The only other major story weakness is that everything wraps up far too quickly and neatly. They basically wait until the last ten minutes to start wrapping things up. If they’d used a little ambiguity for some of the secondary plots it wouldn’t feel so rushed, but they try to tie everything together and it just seems like a really cheesy ending as a result. 

The characters are pretty interesting, Howl especially. All of the major characters are pretty three dimensional and solid. The only problem is that some of the secondary characters are pretty pointless. The major example of this is Sophie’s sister who shows up in one scene, has a conversation with Sophie and is never seen again. Even the conversation is pretty pointless since all it does is show the audience that Sophie isn’t confident in her appearance, which is done in other ways throughout the film. Actually, this becomes a problem with Sophie’s character because she mopes about not being pretty multiple times and it gets pretty grating.

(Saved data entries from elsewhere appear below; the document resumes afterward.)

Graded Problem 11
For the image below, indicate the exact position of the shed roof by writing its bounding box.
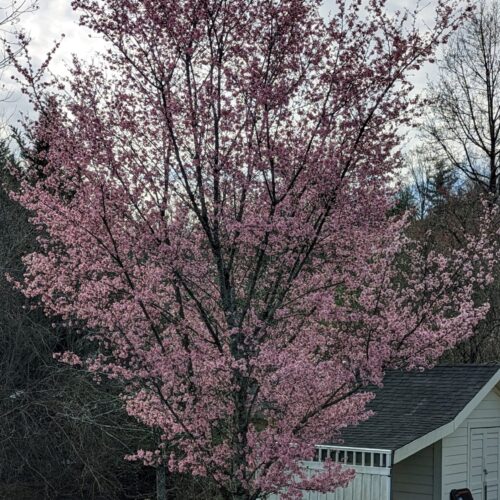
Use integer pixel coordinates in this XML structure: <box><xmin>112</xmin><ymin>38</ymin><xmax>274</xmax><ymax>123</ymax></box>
<box><xmin>335</xmin><ymin>364</ymin><xmax>500</xmax><ymax>452</ymax></box>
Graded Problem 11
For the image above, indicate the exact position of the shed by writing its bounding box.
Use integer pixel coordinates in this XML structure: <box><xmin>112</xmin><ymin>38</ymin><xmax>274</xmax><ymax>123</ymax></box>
<box><xmin>272</xmin><ymin>365</ymin><xmax>500</xmax><ymax>500</ymax></box>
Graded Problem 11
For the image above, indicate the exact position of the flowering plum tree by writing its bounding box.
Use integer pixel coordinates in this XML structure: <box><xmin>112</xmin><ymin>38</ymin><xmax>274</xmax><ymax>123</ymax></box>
<box><xmin>11</xmin><ymin>0</ymin><xmax>495</xmax><ymax>498</ymax></box>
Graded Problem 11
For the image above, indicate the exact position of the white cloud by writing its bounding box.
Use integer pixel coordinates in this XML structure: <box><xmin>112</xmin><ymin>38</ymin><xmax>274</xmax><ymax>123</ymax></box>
<box><xmin>1</xmin><ymin>0</ymin><xmax>445</xmax><ymax>135</ymax></box>
<box><xmin>0</xmin><ymin>0</ymin><xmax>101</xmax><ymax>128</ymax></box>
<box><xmin>15</xmin><ymin>0</ymin><xmax>99</xmax><ymax>68</ymax></box>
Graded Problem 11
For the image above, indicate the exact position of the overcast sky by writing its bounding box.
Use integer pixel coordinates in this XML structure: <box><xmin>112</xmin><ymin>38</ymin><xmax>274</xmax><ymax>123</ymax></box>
<box><xmin>1</xmin><ymin>0</ymin><xmax>442</xmax><ymax>133</ymax></box>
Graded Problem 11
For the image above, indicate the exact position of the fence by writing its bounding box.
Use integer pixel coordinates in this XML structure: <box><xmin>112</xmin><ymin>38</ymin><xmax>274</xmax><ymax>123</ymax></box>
<box><xmin>267</xmin><ymin>445</ymin><xmax>392</xmax><ymax>500</ymax></box>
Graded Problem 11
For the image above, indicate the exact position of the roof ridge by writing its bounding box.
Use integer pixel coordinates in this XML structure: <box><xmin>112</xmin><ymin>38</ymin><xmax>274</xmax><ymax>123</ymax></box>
<box><xmin>386</xmin><ymin>363</ymin><xmax>500</xmax><ymax>369</ymax></box>
<box><xmin>434</xmin><ymin>363</ymin><xmax>500</xmax><ymax>367</ymax></box>
<box><xmin>335</xmin><ymin>364</ymin><xmax>500</xmax><ymax>451</ymax></box>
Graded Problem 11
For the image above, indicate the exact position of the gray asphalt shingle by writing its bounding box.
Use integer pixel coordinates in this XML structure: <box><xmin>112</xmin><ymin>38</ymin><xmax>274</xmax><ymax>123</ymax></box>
<box><xmin>333</xmin><ymin>365</ymin><xmax>500</xmax><ymax>451</ymax></box>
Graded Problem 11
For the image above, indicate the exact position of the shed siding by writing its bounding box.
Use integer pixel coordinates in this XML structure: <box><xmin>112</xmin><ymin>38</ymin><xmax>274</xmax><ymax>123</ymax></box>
<box><xmin>392</xmin><ymin>444</ymin><xmax>435</xmax><ymax>500</ymax></box>
<box><xmin>441</xmin><ymin>387</ymin><xmax>500</xmax><ymax>500</ymax></box>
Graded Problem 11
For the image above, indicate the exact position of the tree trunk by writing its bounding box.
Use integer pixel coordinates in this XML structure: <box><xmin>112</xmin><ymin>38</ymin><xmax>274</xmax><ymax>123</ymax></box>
<box><xmin>156</xmin><ymin>465</ymin><xmax>167</xmax><ymax>500</ymax></box>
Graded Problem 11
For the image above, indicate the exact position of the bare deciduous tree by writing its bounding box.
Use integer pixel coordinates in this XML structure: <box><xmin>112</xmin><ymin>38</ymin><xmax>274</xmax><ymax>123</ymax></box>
<box><xmin>0</xmin><ymin>1</ymin><xmax>37</xmax><ymax>62</ymax></box>
<box><xmin>425</xmin><ymin>0</ymin><xmax>500</xmax><ymax>196</ymax></box>
<box><xmin>413</xmin><ymin>1</ymin><xmax>500</xmax><ymax>363</ymax></box>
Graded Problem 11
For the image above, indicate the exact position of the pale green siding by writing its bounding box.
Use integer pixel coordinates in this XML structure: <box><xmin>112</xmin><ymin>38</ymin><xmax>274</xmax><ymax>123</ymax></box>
<box><xmin>392</xmin><ymin>444</ymin><xmax>437</xmax><ymax>500</ymax></box>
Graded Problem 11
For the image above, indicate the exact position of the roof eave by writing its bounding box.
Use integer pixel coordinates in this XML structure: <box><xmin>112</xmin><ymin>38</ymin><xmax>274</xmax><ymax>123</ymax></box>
<box><xmin>393</xmin><ymin>367</ymin><xmax>500</xmax><ymax>464</ymax></box>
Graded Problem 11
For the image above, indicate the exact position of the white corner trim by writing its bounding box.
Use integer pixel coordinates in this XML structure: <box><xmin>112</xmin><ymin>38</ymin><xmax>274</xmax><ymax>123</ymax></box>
<box><xmin>393</xmin><ymin>368</ymin><xmax>500</xmax><ymax>464</ymax></box>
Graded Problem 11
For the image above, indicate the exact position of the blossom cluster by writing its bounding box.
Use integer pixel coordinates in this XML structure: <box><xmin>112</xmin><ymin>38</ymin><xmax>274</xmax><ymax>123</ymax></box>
<box><xmin>11</xmin><ymin>0</ymin><xmax>487</xmax><ymax>498</ymax></box>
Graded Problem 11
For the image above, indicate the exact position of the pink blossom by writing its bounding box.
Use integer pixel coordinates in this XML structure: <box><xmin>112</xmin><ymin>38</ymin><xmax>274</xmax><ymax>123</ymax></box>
<box><xmin>10</xmin><ymin>0</ymin><xmax>488</xmax><ymax>498</ymax></box>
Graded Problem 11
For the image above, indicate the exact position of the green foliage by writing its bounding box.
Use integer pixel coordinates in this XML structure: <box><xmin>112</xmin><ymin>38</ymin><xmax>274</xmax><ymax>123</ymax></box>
<box><xmin>388</xmin><ymin>186</ymin><xmax>417</xmax><ymax>218</ymax></box>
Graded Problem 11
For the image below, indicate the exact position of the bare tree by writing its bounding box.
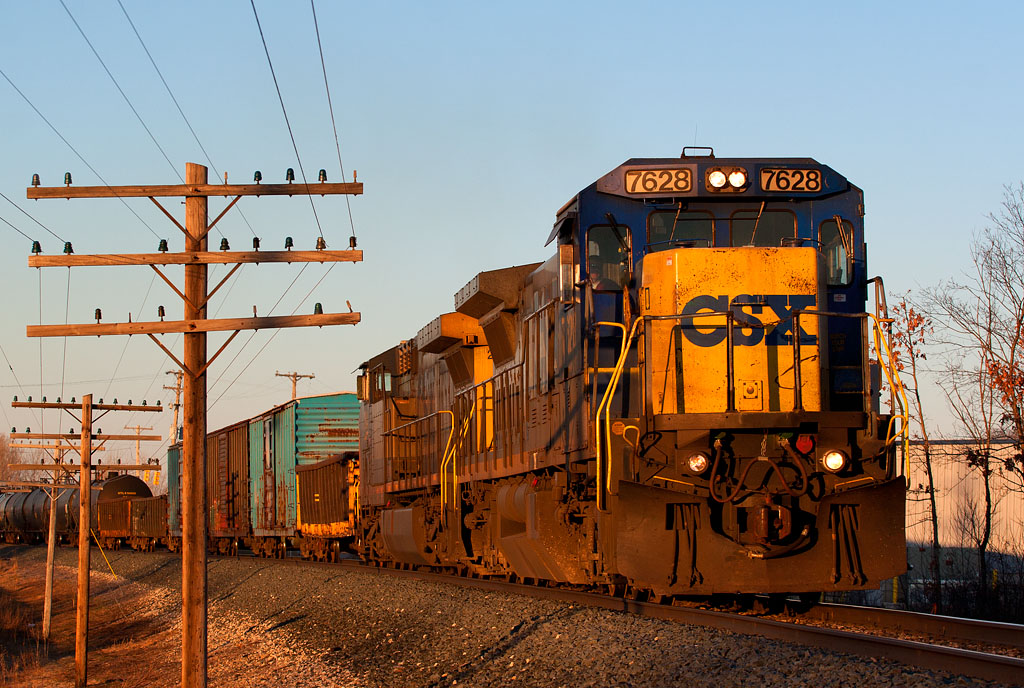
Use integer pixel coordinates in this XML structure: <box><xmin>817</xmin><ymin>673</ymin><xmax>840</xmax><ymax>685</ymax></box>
<box><xmin>0</xmin><ymin>432</ymin><xmax>17</xmax><ymax>482</ymax></box>
<box><xmin>925</xmin><ymin>183</ymin><xmax>1024</xmax><ymax>610</ymax></box>
<box><xmin>891</xmin><ymin>294</ymin><xmax>943</xmax><ymax>612</ymax></box>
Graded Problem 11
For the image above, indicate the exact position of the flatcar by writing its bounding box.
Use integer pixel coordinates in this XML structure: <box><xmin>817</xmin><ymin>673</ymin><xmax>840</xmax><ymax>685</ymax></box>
<box><xmin>356</xmin><ymin>150</ymin><xmax>908</xmax><ymax>598</ymax></box>
<box><xmin>166</xmin><ymin>392</ymin><xmax>359</xmax><ymax>558</ymax></box>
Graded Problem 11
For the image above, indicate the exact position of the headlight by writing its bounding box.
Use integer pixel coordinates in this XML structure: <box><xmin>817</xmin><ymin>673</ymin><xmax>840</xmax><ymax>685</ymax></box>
<box><xmin>728</xmin><ymin>170</ymin><xmax>747</xmax><ymax>188</ymax></box>
<box><xmin>821</xmin><ymin>450</ymin><xmax>848</xmax><ymax>473</ymax></box>
<box><xmin>687</xmin><ymin>451</ymin><xmax>710</xmax><ymax>474</ymax></box>
<box><xmin>708</xmin><ymin>170</ymin><xmax>727</xmax><ymax>188</ymax></box>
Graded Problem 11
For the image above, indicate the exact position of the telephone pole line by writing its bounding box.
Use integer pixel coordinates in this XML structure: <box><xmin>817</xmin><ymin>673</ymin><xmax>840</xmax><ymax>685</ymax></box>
<box><xmin>25</xmin><ymin>163</ymin><xmax>363</xmax><ymax>688</ymax></box>
<box><xmin>275</xmin><ymin>370</ymin><xmax>315</xmax><ymax>399</ymax></box>
<box><xmin>9</xmin><ymin>397</ymin><xmax>160</xmax><ymax>687</ymax></box>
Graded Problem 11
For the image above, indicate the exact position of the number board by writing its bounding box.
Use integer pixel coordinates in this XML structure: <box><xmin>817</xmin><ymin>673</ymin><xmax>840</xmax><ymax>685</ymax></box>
<box><xmin>623</xmin><ymin>167</ymin><xmax>693</xmax><ymax>195</ymax></box>
<box><xmin>760</xmin><ymin>168</ymin><xmax>822</xmax><ymax>193</ymax></box>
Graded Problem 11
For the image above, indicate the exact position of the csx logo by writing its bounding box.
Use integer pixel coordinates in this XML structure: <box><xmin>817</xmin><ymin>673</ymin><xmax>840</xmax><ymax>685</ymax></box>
<box><xmin>680</xmin><ymin>294</ymin><xmax>817</xmax><ymax>347</ymax></box>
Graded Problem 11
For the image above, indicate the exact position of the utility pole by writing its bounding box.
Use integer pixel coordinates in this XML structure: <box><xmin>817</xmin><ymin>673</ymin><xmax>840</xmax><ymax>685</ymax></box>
<box><xmin>275</xmin><ymin>370</ymin><xmax>315</xmax><ymax>399</ymax></box>
<box><xmin>6</xmin><ymin>438</ymin><xmax>67</xmax><ymax>643</ymax></box>
<box><xmin>25</xmin><ymin>163</ymin><xmax>363</xmax><ymax>688</ymax></box>
<box><xmin>125</xmin><ymin>424</ymin><xmax>154</xmax><ymax>462</ymax></box>
<box><xmin>75</xmin><ymin>396</ymin><xmax>92</xmax><ymax>688</ymax></box>
<box><xmin>164</xmin><ymin>370</ymin><xmax>183</xmax><ymax>443</ymax></box>
<box><xmin>9</xmin><ymin>398</ymin><xmax>160</xmax><ymax>687</ymax></box>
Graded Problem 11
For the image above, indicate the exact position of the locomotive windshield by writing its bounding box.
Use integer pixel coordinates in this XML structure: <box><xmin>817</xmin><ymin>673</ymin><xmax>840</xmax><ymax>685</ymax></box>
<box><xmin>729</xmin><ymin>209</ymin><xmax>796</xmax><ymax>247</ymax></box>
<box><xmin>647</xmin><ymin>209</ymin><xmax>714</xmax><ymax>249</ymax></box>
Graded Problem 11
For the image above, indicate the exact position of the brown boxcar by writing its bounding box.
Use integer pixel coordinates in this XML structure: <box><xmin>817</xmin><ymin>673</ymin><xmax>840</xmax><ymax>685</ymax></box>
<box><xmin>129</xmin><ymin>495</ymin><xmax>168</xmax><ymax>551</ymax></box>
<box><xmin>205</xmin><ymin>419</ymin><xmax>250</xmax><ymax>555</ymax></box>
<box><xmin>96</xmin><ymin>498</ymin><xmax>132</xmax><ymax>549</ymax></box>
<box><xmin>296</xmin><ymin>451</ymin><xmax>358</xmax><ymax>560</ymax></box>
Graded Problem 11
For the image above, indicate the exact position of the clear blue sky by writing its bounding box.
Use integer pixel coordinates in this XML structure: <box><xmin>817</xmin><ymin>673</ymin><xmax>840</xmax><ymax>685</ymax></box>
<box><xmin>1</xmin><ymin>1</ymin><xmax>1021</xmax><ymax>460</ymax></box>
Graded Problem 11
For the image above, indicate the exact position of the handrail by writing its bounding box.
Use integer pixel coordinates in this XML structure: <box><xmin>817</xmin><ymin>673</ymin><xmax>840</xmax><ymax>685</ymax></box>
<box><xmin>596</xmin><ymin>304</ymin><xmax>910</xmax><ymax>506</ymax></box>
<box><xmin>793</xmin><ymin>309</ymin><xmax>909</xmax><ymax>460</ymax></box>
<box><xmin>384</xmin><ymin>409</ymin><xmax>450</xmax><ymax>437</ymax></box>
<box><xmin>594</xmin><ymin>319</ymin><xmax>641</xmax><ymax>511</ymax></box>
<box><xmin>867</xmin><ymin>312</ymin><xmax>910</xmax><ymax>473</ymax></box>
<box><xmin>440</xmin><ymin>401</ymin><xmax>476</xmax><ymax>527</ymax></box>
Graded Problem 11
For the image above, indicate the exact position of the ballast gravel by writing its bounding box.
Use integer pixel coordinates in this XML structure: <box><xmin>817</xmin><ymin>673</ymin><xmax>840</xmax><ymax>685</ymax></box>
<box><xmin>3</xmin><ymin>546</ymin><xmax>1014</xmax><ymax>688</ymax></box>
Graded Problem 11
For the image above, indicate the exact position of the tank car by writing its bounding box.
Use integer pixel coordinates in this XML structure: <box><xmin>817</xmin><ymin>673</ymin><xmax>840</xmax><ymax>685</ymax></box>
<box><xmin>1</xmin><ymin>473</ymin><xmax>152</xmax><ymax>545</ymax></box>
<box><xmin>356</xmin><ymin>150</ymin><xmax>908</xmax><ymax>598</ymax></box>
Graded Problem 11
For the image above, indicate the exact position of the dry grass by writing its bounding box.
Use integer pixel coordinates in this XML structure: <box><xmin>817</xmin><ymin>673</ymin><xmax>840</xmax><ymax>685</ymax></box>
<box><xmin>0</xmin><ymin>555</ymin><xmax>361</xmax><ymax>687</ymax></box>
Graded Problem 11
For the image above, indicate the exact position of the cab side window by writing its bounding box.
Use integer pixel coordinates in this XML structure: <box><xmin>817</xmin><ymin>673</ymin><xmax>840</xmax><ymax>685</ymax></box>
<box><xmin>587</xmin><ymin>225</ymin><xmax>632</xmax><ymax>291</ymax></box>
<box><xmin>819</xmin><ymin>218</ymin><xmax>853</xmax><ymax>286</ymax></box>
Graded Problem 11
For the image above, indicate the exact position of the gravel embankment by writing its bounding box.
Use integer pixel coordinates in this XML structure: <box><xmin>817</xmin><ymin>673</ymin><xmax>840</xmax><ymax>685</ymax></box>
<box><xmin>2</xmin><ymin>545</ymin><xmax>1015</xmax><ymax>688</ymax></box>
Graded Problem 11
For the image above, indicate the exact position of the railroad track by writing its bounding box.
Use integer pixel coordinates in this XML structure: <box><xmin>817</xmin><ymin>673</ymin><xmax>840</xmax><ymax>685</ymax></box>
<box><xmin>227</xmin><ymin>551</ymin><xmax>1024</xmax><ymax>686</ymax></box>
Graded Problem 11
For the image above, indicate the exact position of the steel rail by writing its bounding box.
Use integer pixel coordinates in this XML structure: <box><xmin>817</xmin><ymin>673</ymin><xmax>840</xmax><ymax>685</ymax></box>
<box><xmin>10</xmin><ymin>542</ymin><xmax>1020</xmax><ymax>686</ymax></box>
<box><xmin>807</xmin><ymin>602</ymin><xmax>1024</xmax><ymax>650</ymax></box>
<box><xmin>317</xmin><ymin>558</ymin><xmax>1024</xmax><ymax>686</ymax></box>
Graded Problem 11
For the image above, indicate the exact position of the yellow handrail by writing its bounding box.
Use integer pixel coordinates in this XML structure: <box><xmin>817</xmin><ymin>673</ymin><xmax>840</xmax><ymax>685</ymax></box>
<box><xmin>867</xmin><ymin>312</ymin><xmax>910</xmax><ymax>473</ymax></box>
<box><xmin>435</xmin><ymin>410</ymin><xmax>455</xmax><ymax>523</ymax></box>
<box><xmin>594</xmin><ymin>318</ymin><xmax>643</xmax><ymax>511</ymax></box>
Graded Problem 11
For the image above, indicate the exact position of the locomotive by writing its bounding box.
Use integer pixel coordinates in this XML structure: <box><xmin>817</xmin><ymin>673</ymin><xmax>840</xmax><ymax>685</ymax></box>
<box><xmin>356</xmin><ymin>150</ymin><xmax>908</xmax><ymax>597</ymax></box>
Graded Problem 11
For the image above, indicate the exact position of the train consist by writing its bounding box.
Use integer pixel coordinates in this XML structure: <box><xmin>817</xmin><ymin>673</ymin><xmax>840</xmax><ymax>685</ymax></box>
<box><xmin>0</xmin><ymin>150</ymin><xmax>908</xmax><ymax>601</ymax></box>
<box><xmin>356</xmin><ymin>151</ymin><xmax>908</xmax><ymax>597</ymax></box>
<box><xmin>164</xmin><ymin>392</ymin><xmax>360</xmax><ymax>559</ymax></box>
<box><xmin>0</xmin><ymin>473</ymin><xmax>153</xmax><ymax>545</ymax></box>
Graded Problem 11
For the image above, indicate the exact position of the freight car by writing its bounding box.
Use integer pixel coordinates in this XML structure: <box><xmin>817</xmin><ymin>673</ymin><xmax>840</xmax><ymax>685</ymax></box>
<box><xmin>166</xmin><ymin>392</ymin><xmax>359</xmax><ymax>558</ymax></box>
<box><xmin>0</xmin><ymin>473</ymin><xmax>152</xmax><ymax>545</ymax></box>
<box><xmin>96</xmin><ymin>494</ymin><xmax>168</xmax><ymax>551</ymax></box>
<box><xmin>356</xmin><ymin>150</ymin><xmax>908</xmax><ymax>599</ymax></box>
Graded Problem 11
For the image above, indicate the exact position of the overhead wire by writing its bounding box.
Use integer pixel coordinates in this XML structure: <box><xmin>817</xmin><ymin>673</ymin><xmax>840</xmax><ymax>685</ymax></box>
<box><xmin>116</xmin><ymin>0</ymin><xmax>258</xmax><ymax>238</ymax></box>
<box><xmin>60</xmin><ymin>269</ymin><xmax>71</xmax><ymax>400</ymax></box>
<box><xmin>210</xmin><ymin>263</ymin><xmax>339</xmax><ymax>410</ymax></box>
<box><xmin>250</xmin><ymin>0</ymin><xmax>326</xmax><ymax>240</ymax></box>
<box><xmin>0</xmin><ymin>214</ymin><xmax>35</xmax><ymax>243</ymax></box>
<box><xmin>102</xmin><ymin>273</ymin><xmax>157</xmax><ymax>400</ymax></box>
<box><xmin>0</xmin><ymin>342</ymin><xmax>41</xmax><ymax>428</ymax></box>
<box><xmin>208</xmin><ymin>2</ymin><xmax>359</xmax><ymax>406</ymax></box>
<box><xmin>0</xmin><ymin>191</ymin><xmax>65</xmax><ymax>243</ymax></box>
<box><xmin>0</xmin><ymin>67</ymin><xmax>161</xmax><ymax>239</ymax></box>
<box><xmin>311</xmin><ymin>0</ymin><xmax>356</xmax><ymax>238</ymax></box>
<box><xmin>59</xmin><ymin>0</ymin><xmax>183</xmax><ymax>183</ymax></box>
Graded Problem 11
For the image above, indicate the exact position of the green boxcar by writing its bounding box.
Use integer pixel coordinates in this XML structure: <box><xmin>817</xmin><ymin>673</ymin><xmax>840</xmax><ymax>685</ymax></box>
<box><xmin>248</xmin><ymin>393</ymin><xmax>358</xmax><ymax>551</ymax></box>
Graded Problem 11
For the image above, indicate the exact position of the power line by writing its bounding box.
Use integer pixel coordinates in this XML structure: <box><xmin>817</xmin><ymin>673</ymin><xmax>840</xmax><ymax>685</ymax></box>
<box><xmin>211</xmin><ymin>263</ymin><xmax>339</xmax><ymax>410</ymax></box>
<box><xmin>250</xmin><ymin>0</ymin><xmax>326</xmax><ymax>239</ymax></box>
<box><xmin>0</xmin><ymin>341</ymin><xmax>41</xmax><ymax>428</ymax></box>
<box><xmin>0</xmin><ymin>66</ymin><xmax>161</xmax><ymax>239</ymax></box>
<box><xmin>0</xmin><ymin>190</ymin><xmax>65</xmax><ymax>243</ymax></box>
<box><xmin>116</xmin><ymin>0</ymin><xmax>258</xmax><ymax>239</ymax></box>
<box><xmin>0</xmin><ymin>213</ymin><xmax>35</xmax><ymax>243</ymax></box>
<box><xmin>60</xmin><ymin>0</ymin><xmax>183</xmax><ymax>183</ymax></box>
<box><xmin>60</xmin><ymin>268</ymin><xmax>72</xmax><ymax>399</ymax></box>
<box><xmin>311</xmin><ymin>0</ymin><xmax>356</xmax><ymax>239</ymax></box>
<box><xmin>103</xmin><ymin>273</ymin><xmax>157</xmax><ymax>399</ymax></box>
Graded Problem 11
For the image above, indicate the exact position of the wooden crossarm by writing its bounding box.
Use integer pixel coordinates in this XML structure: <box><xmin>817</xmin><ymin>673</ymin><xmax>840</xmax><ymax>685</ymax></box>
<box><xmin>27</xmin><ymin>181</ymin><xmax>362</xmax><ymax>199</ymax></box>
<box><xmin>29</xmin><ymin>250</ymin><xmax>362</xmax><ymax>268</ymax></box>
<box><xmin>27</xmin><ymin>312</ymin><xmax>360</xmax><ymax>337</ymax></box>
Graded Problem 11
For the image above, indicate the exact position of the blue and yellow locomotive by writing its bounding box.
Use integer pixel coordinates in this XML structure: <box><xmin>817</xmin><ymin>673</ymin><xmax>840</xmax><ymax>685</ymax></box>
<box><xmin>358</xmin><ymin>149</ymin><xmax>907</xmax><ymax>597</ymax></box>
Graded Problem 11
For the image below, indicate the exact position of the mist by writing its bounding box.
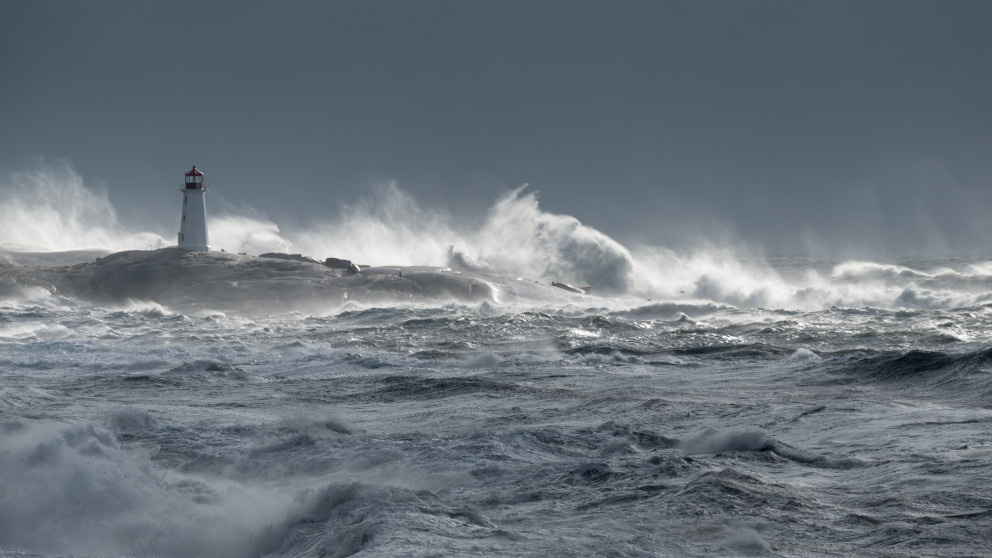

The visuals are just what you’d expect from Studio Ghibli, stunning. Studio Ghibli draws the viewer into the story’s world with rich and unique visuals. Which is really one of their big strengths as an animation studio. The colours are very bright and vivid. The scenery is rich and beautifully rendered and the characters are highly stylised. 

The voice acting is decent, but nothing stellar. The music is atmospheric and pleasant to listen to. Which is another thing that Studio Ghibli tends to be very good at. 

This is another anime with no yuri, which is probably a good thing since the major and secondary female characters are either elderly or related. So the yuri factor is 1/10.

My final score for Howl’s moving castle is a solid 8/10. It’s a very good movie. It has a few problems, but there’s really nothing so bad that it should seriously affect your enjoyment of the film. The visuals and music are top notch and the story is pretty solid. If you haven’t watched it yet, you should check it out.